Ação pede que Raquel Lyra devolva valor recebido como procuradora
Ação na Justiça pede que Raquel Lyra receba como governadora e devolva valores pagos como procuradora de Pernambuco
Foto: Reprodução A governadora de Pernambuco, Raquel Lyra (PSD), foi acionada na Justiça por causa da remuneração que recebe como procuradora do Estado. A ação pede que ela passe a receber o subsídio correspondente ao cargo de governadora e devolva os valores considerados excedentes.
O processo foi apresentado pelo advogado Pedro Josephi, mestre e professor de Direito. Segundo ele, Raquel teria acumulado mais de R$ 2,2 milhões em salários e benefícios desde o início do mandato, em janeiro de 2023.
De acordo com Josephi, a Constituição Federal não permite que governadores escolham a remuneração de seus cargos públicos efetivos. Na avaliação dele, essa possibilidade é restrita a prefeitos e vereadores.
Entenda a polêmica sobre o salário
Raquel Lyra é procuradora do Estado desde 2005, mas está afastada da função desde 2011, quando assumiu o mandato de deputada estadual. Mesmo sem retornar ao cargo de origem, ela optou pela remuneração da carreira de procuradora.
O valor mensal, considerando salário e auxílios, ultrapassaria R$ 60 mil, conforme as informações apresentadas na ação.

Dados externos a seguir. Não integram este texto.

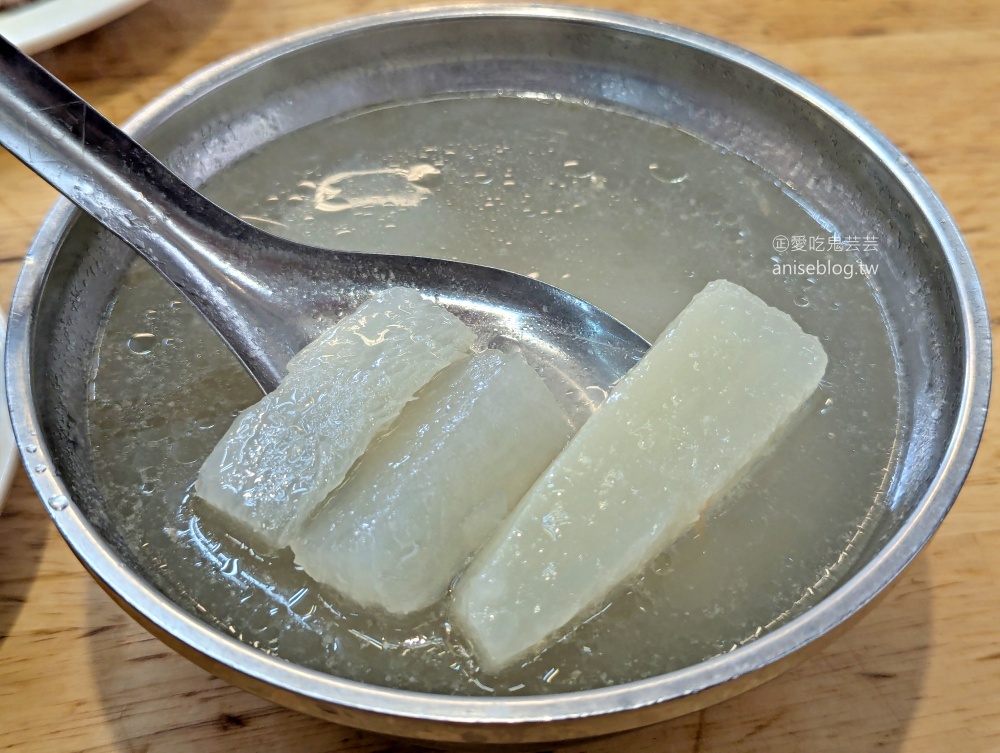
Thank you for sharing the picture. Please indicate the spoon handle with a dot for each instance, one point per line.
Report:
(200, 248)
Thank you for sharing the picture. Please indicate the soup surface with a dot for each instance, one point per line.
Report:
(632, 215)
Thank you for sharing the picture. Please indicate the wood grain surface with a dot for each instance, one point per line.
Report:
(920, 673)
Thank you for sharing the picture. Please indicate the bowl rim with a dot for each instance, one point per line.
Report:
(836, 608)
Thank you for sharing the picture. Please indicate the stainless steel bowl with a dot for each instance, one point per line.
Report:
(834, 159)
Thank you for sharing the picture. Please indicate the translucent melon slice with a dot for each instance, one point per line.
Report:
(283, 455)
(428, 493)
(677, 431)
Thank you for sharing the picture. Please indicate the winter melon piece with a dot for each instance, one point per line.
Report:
(428, 493)
(708, 398)
(283, 455)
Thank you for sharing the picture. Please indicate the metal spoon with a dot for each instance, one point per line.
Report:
(266, 296)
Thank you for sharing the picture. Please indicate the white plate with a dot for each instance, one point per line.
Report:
(8, 450)
(41, 24)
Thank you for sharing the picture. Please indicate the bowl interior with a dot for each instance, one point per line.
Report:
(693, 83)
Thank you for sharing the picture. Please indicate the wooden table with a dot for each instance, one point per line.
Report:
(920, 673)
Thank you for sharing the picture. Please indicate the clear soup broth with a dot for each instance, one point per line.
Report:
(632, 215)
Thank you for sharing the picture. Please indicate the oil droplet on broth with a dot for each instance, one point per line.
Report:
(141, 343)
(639, 242)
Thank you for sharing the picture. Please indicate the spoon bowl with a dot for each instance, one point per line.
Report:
(265, 296)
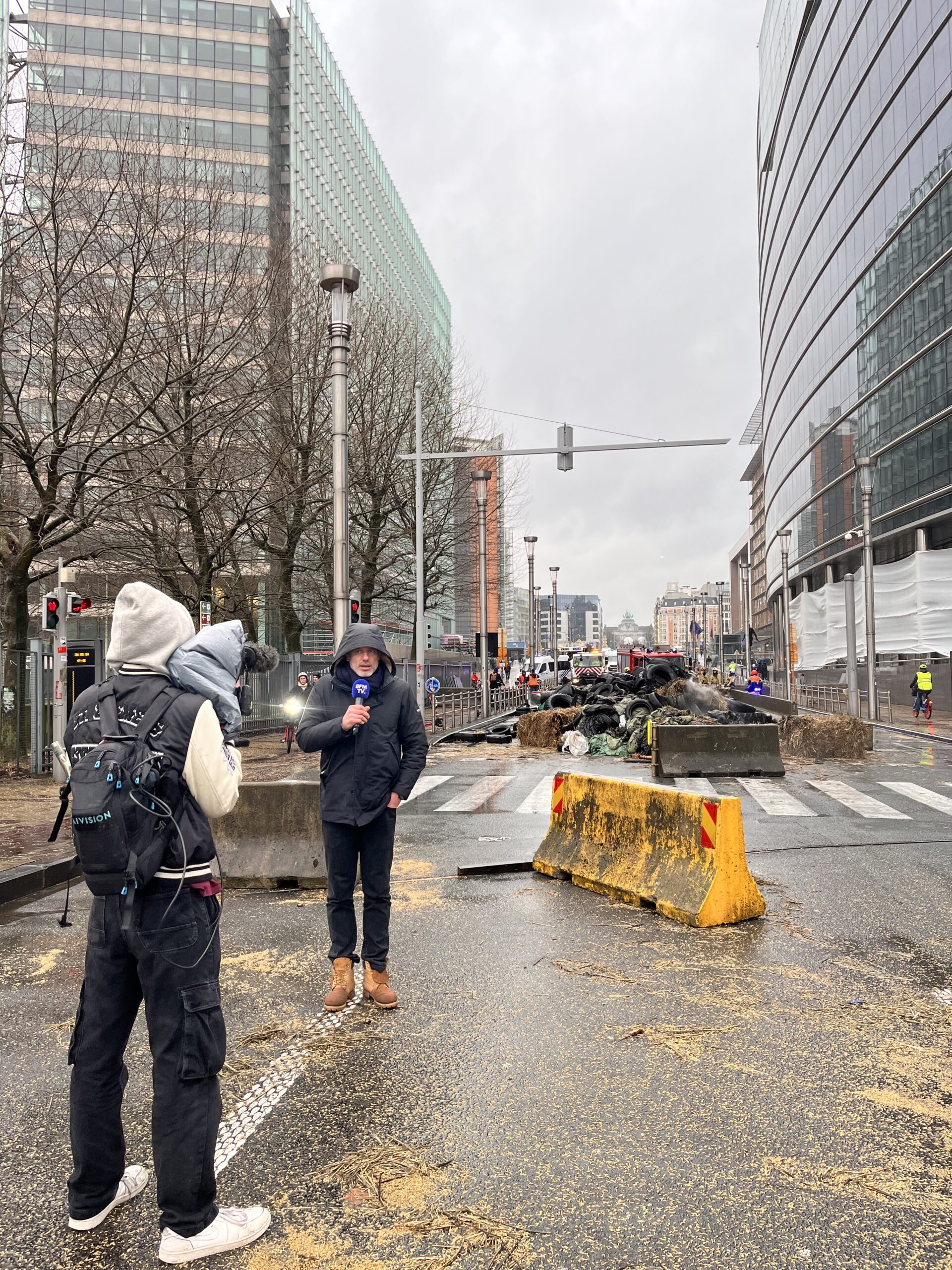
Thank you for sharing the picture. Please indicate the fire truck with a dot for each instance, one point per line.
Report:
(634, 659)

Em janeiro de 2023, a governadora propôs um projeto de lei na Assembleia Legislativa de Pernambuco (Alepe) para permitir que servidores ocupantes de cargos eletivos escolhessem a remuneração mais vantajosa.

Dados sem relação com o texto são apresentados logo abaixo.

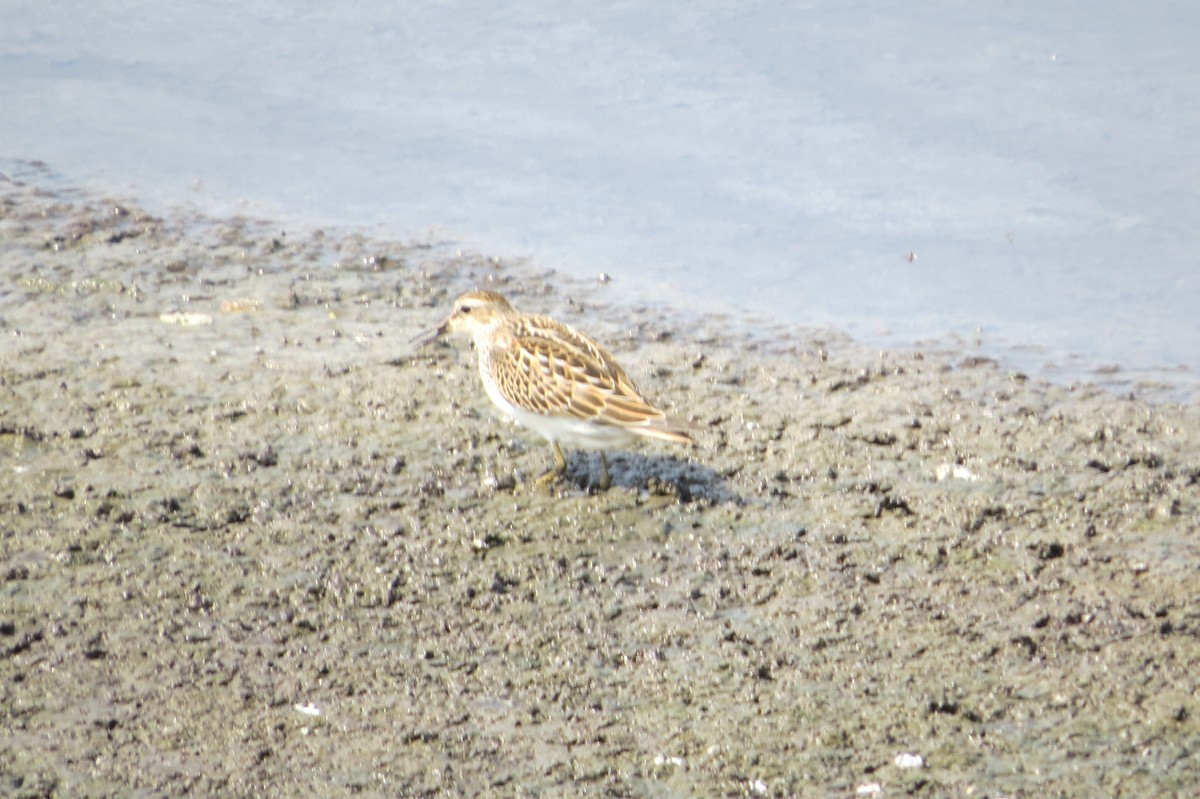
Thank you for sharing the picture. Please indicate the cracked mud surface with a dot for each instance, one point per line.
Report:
(253, 542)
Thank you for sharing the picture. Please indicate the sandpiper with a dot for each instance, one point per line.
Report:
(557, 382)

A proposta foi aprovada pelos deputados estaduais e sancionada. Com isso, Raquel pôde optar pelo salário de procuradora do Estado durante o exercício do mandato de governadora.

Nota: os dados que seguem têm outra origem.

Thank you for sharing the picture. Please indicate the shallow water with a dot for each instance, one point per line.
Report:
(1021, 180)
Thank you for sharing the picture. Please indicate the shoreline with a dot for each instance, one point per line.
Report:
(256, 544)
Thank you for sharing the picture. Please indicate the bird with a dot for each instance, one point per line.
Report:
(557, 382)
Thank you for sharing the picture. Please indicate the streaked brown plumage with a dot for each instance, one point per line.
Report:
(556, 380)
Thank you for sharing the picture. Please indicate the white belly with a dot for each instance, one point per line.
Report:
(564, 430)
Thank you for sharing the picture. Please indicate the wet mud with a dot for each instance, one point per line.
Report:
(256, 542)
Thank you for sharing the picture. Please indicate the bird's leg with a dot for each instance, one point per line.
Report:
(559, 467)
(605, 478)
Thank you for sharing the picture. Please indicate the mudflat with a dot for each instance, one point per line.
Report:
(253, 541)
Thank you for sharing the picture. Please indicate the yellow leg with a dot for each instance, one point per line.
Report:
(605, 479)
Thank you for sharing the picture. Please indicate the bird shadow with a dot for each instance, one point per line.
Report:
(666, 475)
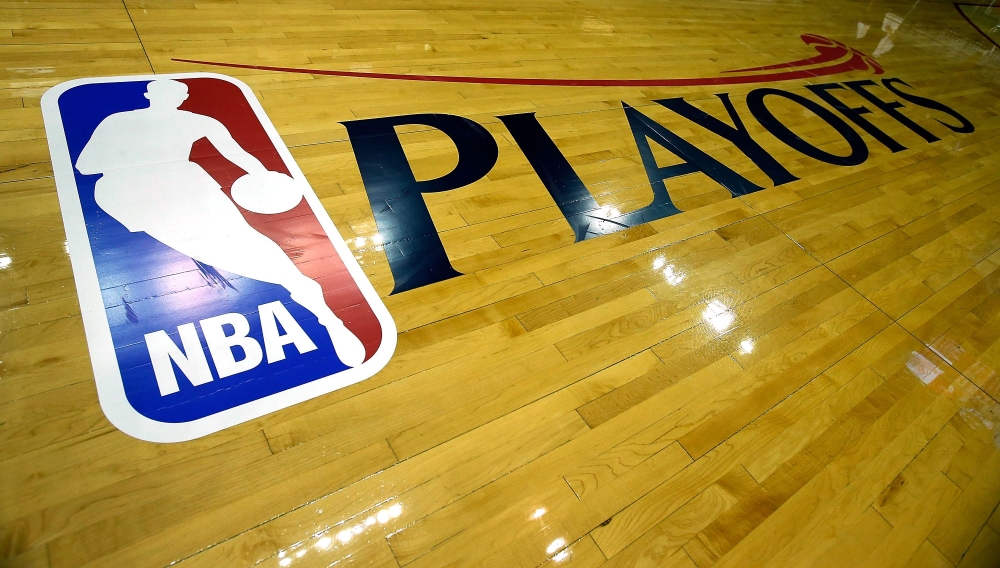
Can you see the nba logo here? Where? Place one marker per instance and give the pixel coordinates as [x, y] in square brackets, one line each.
[213, 285]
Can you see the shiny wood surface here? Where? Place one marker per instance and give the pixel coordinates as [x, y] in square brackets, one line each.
[562, 403]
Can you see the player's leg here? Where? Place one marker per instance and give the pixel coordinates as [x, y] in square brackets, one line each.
[240, 249]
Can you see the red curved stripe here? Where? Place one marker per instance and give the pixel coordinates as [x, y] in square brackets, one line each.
[857, 62]
[829, 50]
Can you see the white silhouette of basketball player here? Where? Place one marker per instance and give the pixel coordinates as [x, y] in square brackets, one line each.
[150, 185]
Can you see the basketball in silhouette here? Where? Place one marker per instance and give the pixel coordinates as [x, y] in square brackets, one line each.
[267, 193]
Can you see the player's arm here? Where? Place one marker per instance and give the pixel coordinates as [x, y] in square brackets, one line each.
[223, 141]
[93, 159]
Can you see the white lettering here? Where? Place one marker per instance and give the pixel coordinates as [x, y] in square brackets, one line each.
[221, 345]
[271, 315]
[191, 361]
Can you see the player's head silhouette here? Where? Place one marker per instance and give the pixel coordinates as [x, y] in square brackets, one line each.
[166, 93]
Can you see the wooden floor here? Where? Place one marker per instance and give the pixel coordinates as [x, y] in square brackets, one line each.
[813, 382]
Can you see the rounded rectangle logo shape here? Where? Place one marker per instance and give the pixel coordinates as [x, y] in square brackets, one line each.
[213, 285]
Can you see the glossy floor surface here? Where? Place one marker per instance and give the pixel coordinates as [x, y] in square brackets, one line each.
[806, 375]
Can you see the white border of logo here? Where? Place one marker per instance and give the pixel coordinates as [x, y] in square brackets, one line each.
[110, 389]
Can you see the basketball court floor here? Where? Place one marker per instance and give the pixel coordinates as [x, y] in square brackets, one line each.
[638, 283]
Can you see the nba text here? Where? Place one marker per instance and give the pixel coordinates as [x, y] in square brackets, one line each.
[223, 334]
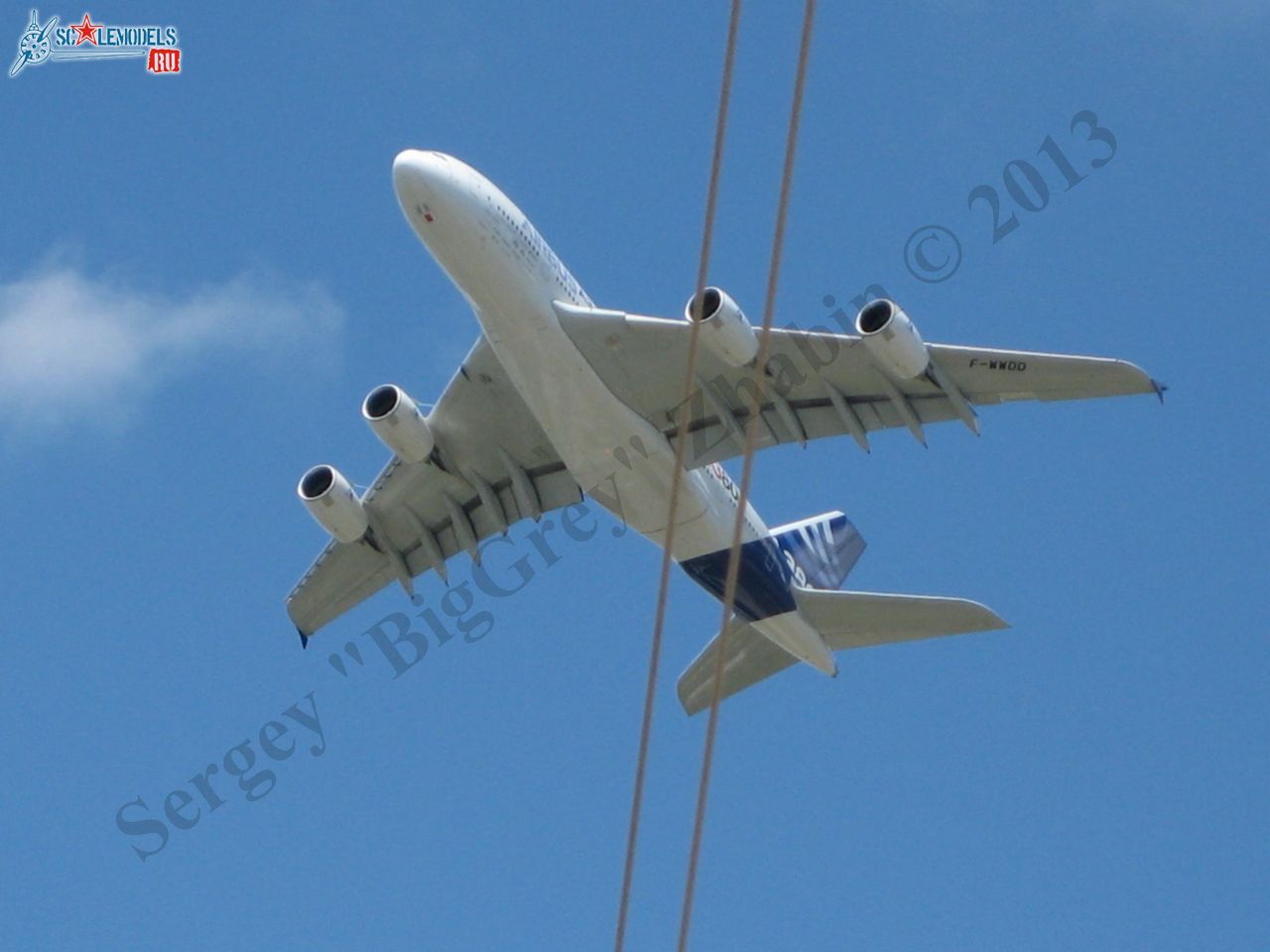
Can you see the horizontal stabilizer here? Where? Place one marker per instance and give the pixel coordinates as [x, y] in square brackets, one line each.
[844, 620]
[864, 619]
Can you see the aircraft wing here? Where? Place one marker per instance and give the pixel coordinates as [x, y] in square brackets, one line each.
[821, 384]
[493, 467]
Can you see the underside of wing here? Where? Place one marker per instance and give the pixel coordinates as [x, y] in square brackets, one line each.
[821, 384]
[492, 467]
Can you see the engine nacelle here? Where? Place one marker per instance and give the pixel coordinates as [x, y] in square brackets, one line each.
[724, 327]
[331, 502]
[399, 422]
[892, 339]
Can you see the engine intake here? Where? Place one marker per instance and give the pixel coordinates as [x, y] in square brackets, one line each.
[724, 329]
[399, 422]
[331, 502]
[892, 339]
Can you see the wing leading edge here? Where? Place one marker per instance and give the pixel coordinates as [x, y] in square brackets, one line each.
[493, 466]
[822, 384]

Advogado cita decisão do Supremo Tribunal Federal
Na ação, Pedro Josephi afirma que a lei estadual contraria o entendimento do Supremo Tribunal Federal (STF).
O advogado cita o julgamento da Ação Direta de Inconstitucionalidade (ADI) 1.381/AL, relatada pelo ministro Dias Toffoli. Segundo ele, o STF concluiu que apenas prefeitos e vereadores podem escolher a remuneração de seus cargos efetivos.
“Em que pese a lei estadual ter sido criada, a mesma viola a Constituição Federal”, declarou Josephi no processo.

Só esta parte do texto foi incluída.